[Long-term prognosis in patients with acute non-ST-segment elevation myocardial infarction depending on dynamics of tissue myocardial dopplerography].

2011 
AIM: To study long-term prognosis in patients with non-ST elevation acute myocardial infarction (AMI) with reference to changes in myocardial tissue dopplerography (MTD) in the course of treatment. MATERIAL AND METHODS: MTD echocardiography was conducted in 88 non-ST elevation AMI (mean age 58.0-9.8 years) and 34 healthy volunteers (mean age 58.0 +/- 9.8 years). Measurements were made of the velocity of systolic, early and late diastolic peaks at 4 levels of interventricular septum, anterior, lateral and inferior walls of the left ventricle (LV).
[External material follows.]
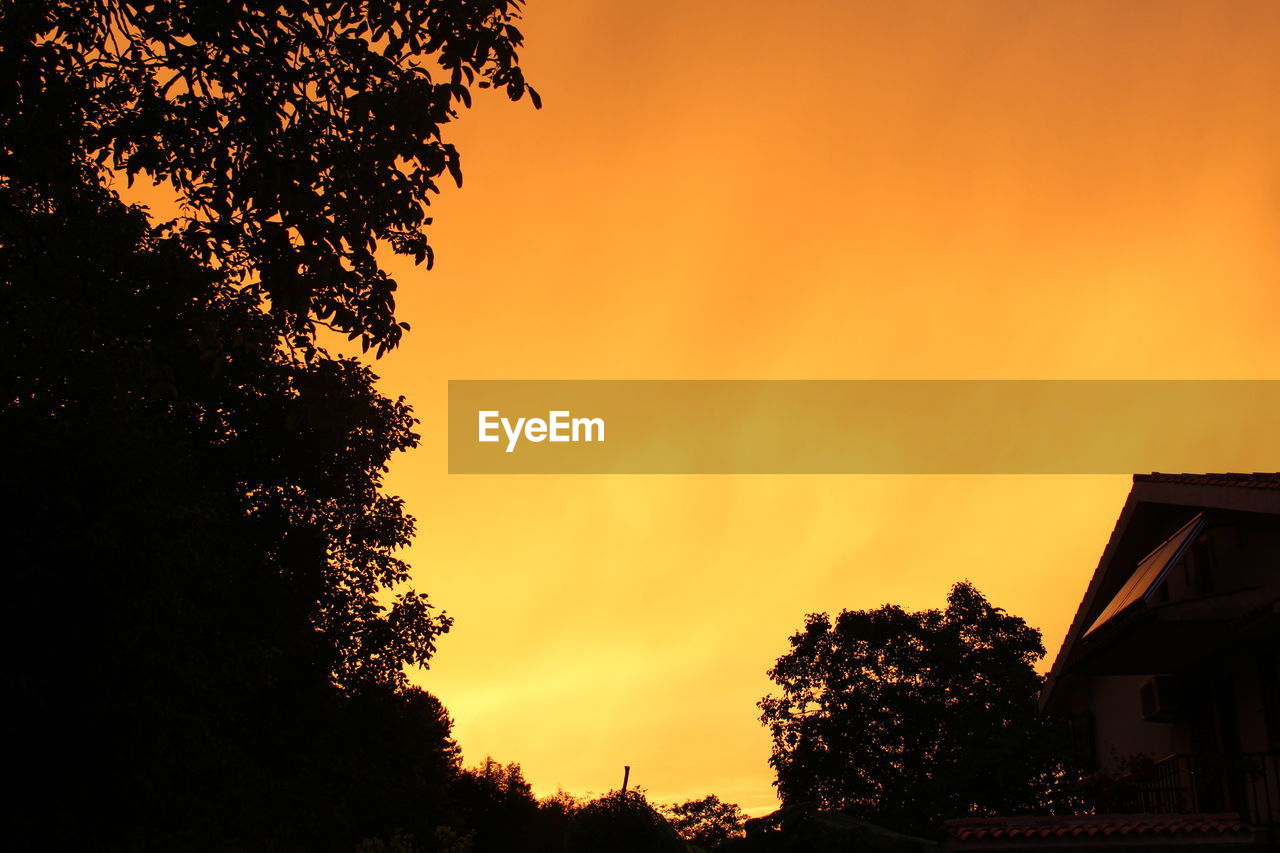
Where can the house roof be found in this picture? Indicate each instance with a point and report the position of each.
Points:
(1091, 830)
(1234, 480)
(1157, 506)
MTD was repeated before the discharge from hospital. The patients were followed up for 10-18 months after the discharge. RESULTS: By MTD results the patients were divided into 3 subgroups: 1--an asymmetric decrease of MTD values--17(19.3%) patients who had a 20% reduction of the systolic and early diastolic peak velocity compared to healthy controls on one or two adjacent LV walls; subgroup 2--a diffuse decline of MTD values--61 (69.3%) patients. Their velocity of systolic and early diastolic peaks was subnormal on all the walls, all levels of estimation; subgroup 3--10 (11.4%) patients without MTD changes. These proportions changed in the course of treatment: the number of patients with a diffuse decrease of MTD values reduced to 31 (35.3%), the number of patients with an asymmetric MTD decrease rose to 37 (42%), and with unchanged MTD rose to 20 (22.7%) patients. The rate of development of congestive cardiac failure (CCF) and asymptomatic LV dysfunction in the long-term period was significantly higher in the subgroup with retained diffuse decrease of MTD values. CONCLUSION: The treatment of non-ST elevation AMI reduces the number of patients with a diffuse decrease of MTD values and elevates the number of patients with asymmetric decrease of MTD and unchanged MTD. Persistence of MTD diffuse changes is an unfavourable prognostic factor in relation to CCF and LV silent dysfunction.